If mediation fails to result in a resolution of a tort claim, the TCRP proposes that the Court estimate the claim pursuant to 11 U.S.C. § 502(c) for purposes of voting and distribution (and, presumably, plan confirmation, although this is not specifically mentioned). The TCRP provides the following details regarding this process: (1) Within 10 days after the end of the Mediation Period as defined in the TCRP, tort claimants must file a statement with this Court indicating whether they consent to the entry of a final order by this Court estimating their claims for purposes of voting and distribution.

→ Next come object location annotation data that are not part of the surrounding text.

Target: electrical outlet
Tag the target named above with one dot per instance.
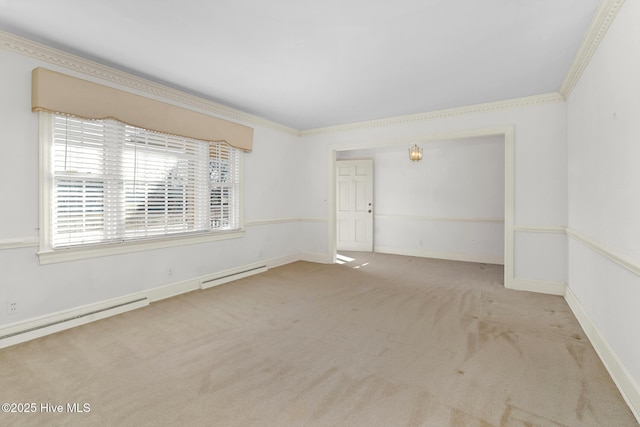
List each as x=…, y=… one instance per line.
x=12, y=307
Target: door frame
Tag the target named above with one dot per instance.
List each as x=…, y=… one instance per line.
x=507, y=132
x=371, y=201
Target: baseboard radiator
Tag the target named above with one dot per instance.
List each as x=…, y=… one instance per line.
x=60, y=322
x=228, y=276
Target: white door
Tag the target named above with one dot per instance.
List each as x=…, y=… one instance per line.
x=354, y=180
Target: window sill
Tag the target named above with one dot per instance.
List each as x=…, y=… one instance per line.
x=52, y=256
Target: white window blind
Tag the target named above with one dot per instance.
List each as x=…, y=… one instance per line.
x=113, y=182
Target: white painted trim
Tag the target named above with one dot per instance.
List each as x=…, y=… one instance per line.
x=627, y=385
x=506, y=131
x=547, y=98
x=630, y=263
x=257, y=222
x=24, y=242
x=23, y=46
x=481, y=258
x=230, y=275
x=94, y=251
x=539, y=229
x=600, y=23
x=41, y=326
x=317, y=258
x=46, y=325
x=438, y=218
x=538, y=286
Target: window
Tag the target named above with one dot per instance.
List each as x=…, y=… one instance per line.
x=109, y=182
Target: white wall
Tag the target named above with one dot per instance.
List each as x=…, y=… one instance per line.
x=604, y=202
x=449, y=205
x=271, y=215
x=540, y=179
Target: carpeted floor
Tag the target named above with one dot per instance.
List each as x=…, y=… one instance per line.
x=381, y=340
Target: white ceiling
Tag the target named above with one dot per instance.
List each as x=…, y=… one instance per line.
x=309, y=63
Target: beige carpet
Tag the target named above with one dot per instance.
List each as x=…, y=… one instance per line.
x=380, y=341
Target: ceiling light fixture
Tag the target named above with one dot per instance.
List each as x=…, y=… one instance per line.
x=415, y=153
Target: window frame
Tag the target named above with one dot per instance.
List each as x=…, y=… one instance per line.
x=47, y=254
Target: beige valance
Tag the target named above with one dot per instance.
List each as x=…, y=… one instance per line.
x=59, y=93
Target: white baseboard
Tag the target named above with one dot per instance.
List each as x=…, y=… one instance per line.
x=627, y=385
x=41, y=326
x=315, y=257
x=539, y=286
x=485, y=259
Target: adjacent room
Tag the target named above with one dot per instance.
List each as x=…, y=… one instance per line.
x=291, y=213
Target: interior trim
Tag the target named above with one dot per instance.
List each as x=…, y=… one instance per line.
x=24, y=242
x=256, y=222
x=438, y=218
x=84, y=66
x=99, y=250
x=539, y=229
x=600, y=23
x=547, y=98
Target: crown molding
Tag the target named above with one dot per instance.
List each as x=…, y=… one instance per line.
x=547, y=98
x=76, y=63
x=600, y=23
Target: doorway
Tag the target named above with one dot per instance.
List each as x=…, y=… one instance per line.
x=354, y=204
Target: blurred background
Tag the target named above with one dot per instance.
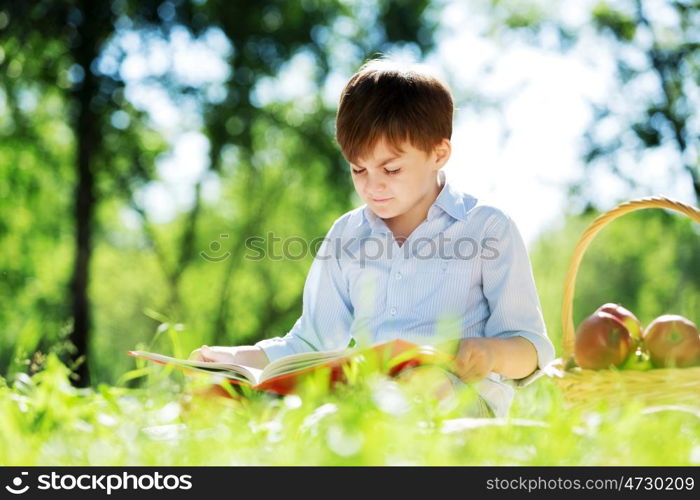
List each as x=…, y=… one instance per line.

If they do not consent, this Court would embody its determination of the estimation matter in proposed findings of fact and conclusions of law and would submit the same to the United States District Court, which would then consider the matter and enter a final order. (2) 30 days after the conclusion of the Mediation Period, the tort claim plaintiff files a brief with this Court in support of the claim together with written declarations and documents. (3) 30 days after the submission of such briefs and evidence, Debtors would file their brief in opposition, coupled with declarations, documents and expert reports. (4) 15 days after Debtors submit the aforementioned pleadings, the tort claim plaintiff may file a reply brief. (5) 15 days after the reply is filed, or as soon as the Court’s calendar would permit, the Court would hold a hearing, after which the Court would “estimate the monetary amount of the Tort Claim on a final basis” if the tort plaintiff consented to this Court’s entry of a final order or would make requisite findings of fact and conclusions of law and submit them to the United States District Court. Debtors estimate that the entire process would take about 180 days from the entry of the order approving the Tort Claim Resolution Proposal. It is envisioned that the resolution of all the tort claims will run concurrently.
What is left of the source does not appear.